Malin, Michael J. Bassett commence par éliminer – après l’habituelle découverte de signes de présence inquiétants - de manière violente le seul comédien de renom figurant à l’affiche de ce film. En effet, le premier personnage a subir les assauts de ce tueur invisible (les références à Predator seront très fréquentes) est Jed, interprété par Sean Pertwee. Criblé et cloué à un arbre par des carreaux d’arbalète, ses intestins dévorés par des bergers allemands enragés, le chef Jed connaît une agonie longue et horrible, dans la quasi indifférence des délinquants qui s’égaillent aux quatre coins de l’île pour sauver leur peau.

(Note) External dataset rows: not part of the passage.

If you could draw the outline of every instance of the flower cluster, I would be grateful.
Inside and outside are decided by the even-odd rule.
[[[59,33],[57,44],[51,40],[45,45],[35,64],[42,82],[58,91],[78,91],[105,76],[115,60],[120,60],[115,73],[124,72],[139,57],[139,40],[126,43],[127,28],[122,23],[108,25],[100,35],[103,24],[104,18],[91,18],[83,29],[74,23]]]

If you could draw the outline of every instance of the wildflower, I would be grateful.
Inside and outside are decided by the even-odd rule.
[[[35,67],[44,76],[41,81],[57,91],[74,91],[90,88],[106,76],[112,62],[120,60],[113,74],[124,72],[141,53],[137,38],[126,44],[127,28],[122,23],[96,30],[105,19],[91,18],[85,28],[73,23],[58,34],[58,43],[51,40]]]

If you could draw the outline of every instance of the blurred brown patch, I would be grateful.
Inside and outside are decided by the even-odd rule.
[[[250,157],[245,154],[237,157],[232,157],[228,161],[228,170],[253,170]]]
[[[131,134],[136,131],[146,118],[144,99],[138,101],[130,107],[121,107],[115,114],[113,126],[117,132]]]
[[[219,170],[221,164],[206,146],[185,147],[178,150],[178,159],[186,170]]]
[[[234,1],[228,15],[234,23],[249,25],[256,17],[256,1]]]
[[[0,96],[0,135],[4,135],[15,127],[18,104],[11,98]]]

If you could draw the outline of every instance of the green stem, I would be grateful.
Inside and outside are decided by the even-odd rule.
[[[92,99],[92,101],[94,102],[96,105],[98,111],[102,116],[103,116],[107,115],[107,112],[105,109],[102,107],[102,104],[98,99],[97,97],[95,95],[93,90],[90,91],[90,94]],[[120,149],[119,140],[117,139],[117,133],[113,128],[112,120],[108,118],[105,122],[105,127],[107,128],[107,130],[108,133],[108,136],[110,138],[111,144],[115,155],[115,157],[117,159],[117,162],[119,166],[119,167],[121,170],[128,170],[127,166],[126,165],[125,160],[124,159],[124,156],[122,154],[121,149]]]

Puis, à partir de cet instant, le film va suivre un fil classique et peu surprenant, Michael J. Bassett mettant en scène de manière métronomique tous les éléments considérés comme inévitables dans les survival : à savoir explosion sociale d’un groupe sous pression, agressions soudaines surgissant de nulle part, pièges mortels, réactions héroïques… Bref, pas grand-chose de très séduisant hormis un traitement très cru avec un festival d’effets gore de bonne tenue mis en valeur par une photographie très contrastée (dans le style Dog Soldier et The Descent, par exemple). Il est a noter que le cinéaste ne met également aucun comédien en avant dans son traitement ce qui donne une neutralité de ton bienvenue, à la limite de la froideur clinique, très adaptée à l’atmosphère de non-humanité qui se dégage du film.
Aussi, malgré ce script ultra conventionnel, et grâce à cette débauche de séquences chocs, le film se laisse très facilement suivre et le spectateur se laisse porter sans défaut par le fil de cette intrigue. En fait, la plus grosse déception vient avec la révélation du tueur embusqué : un ancien soldat des forces spéciales mais surtout un père ivre de chagrin. Peu charismatique, cet ange de vengeance semblera un peu trop faible à l’occasion d’un duel final très violent mais plutôt bref au cours duquel il se laissera tout de même surprendre par un ado de 15-16 ans. Une séquence pas très crédible et manquant quelque peu de panache. Finalement, les chiens étaient nettement plus impressionnants.

La conclusion de

Wilderness ne se distingue pas par son originalité, il n’a pas non plus la profondeur psychologique de Nightwatch, ni sa richesse symbolique d’ailleurs. C’est simplement un survival à l’ancienne, avec un script très classique et conventionnel. Le cinéaste, Micheal J. Bassett, compense cette absence de matière nouvelle en mettant en place une narration très crue, très gore, et en soignant tout particulièrement la photographie afin de rendre le film le plus glauque possible. Et dans ce secteur là, le pari est nettement réussi. A vous de voir si cela suffirait à faire votre bonheur.

Que faut-il en retenir ?

  • Traitement visuel violent sans concession
  • Excellente photographie
  • De bons effets gores

Que faut-il oublier ?

  • Un scénario sans originalité
  • Film superficiel, essentiellement graphique.